I’ve been going to Grace Community Church my whole life, and was your average “good kid”. I never got into much trouble, knew most answers to questions, and even had contests in sermons with my best friend to see who could write the most notes. But on the inside, I didn’t care at all, my motives weren’t for Christ. I proclaimed to be a Christian, and even although I wasn’t purposely rebelling against Christ, if you are not a child of God, you are an enemy of God. As I grew older, I was able to sin in worse ways, I listened to music I shouldn’t have, I did wrong things on the computer, and had many negative influences. My sin was purposeful, and I enjoyed it; I didn’t care about hiding it. My life was spinning out of control, destined to crash.
One night in my freshman year of high school, I just couldn’t sleep. I was just lying there, thinking about my sin, the guilt of it was all upon me. I got up to get my dad, and he explained why I was feeling that way. He said I wasn’t a Christian, and told me how to be one. I knew everything he was saying to me, but for the first time, I truly understood it. I realized who I was, a pitiful sinner living for himself in sin, denying God’s invitation to be his son.

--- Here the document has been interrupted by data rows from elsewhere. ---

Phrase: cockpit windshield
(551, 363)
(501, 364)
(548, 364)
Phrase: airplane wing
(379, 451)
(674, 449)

I realized who God really was, a merciful, just, and holy God who could have, and should have, killed me for any one of the numerous sins I had committed, but loved me in spite of all that, and loved me enough to ask me to be his son. That night I accepted Christ as my personal Lord and Savior, and changes started to happen.
It’s not that I immediately stopped sinning; the battle against sin only began. I now had Christ on my side, and could resist temptation. My life was altered in many ways. I turned away from the sinful things I had been doing, had desires to read my bible, to do what I knew in my heart was right.
Now, I still struggle with sin and the desire to be holy, but as Philippians 4:13 says, I can do all things through Christ who strengthens me.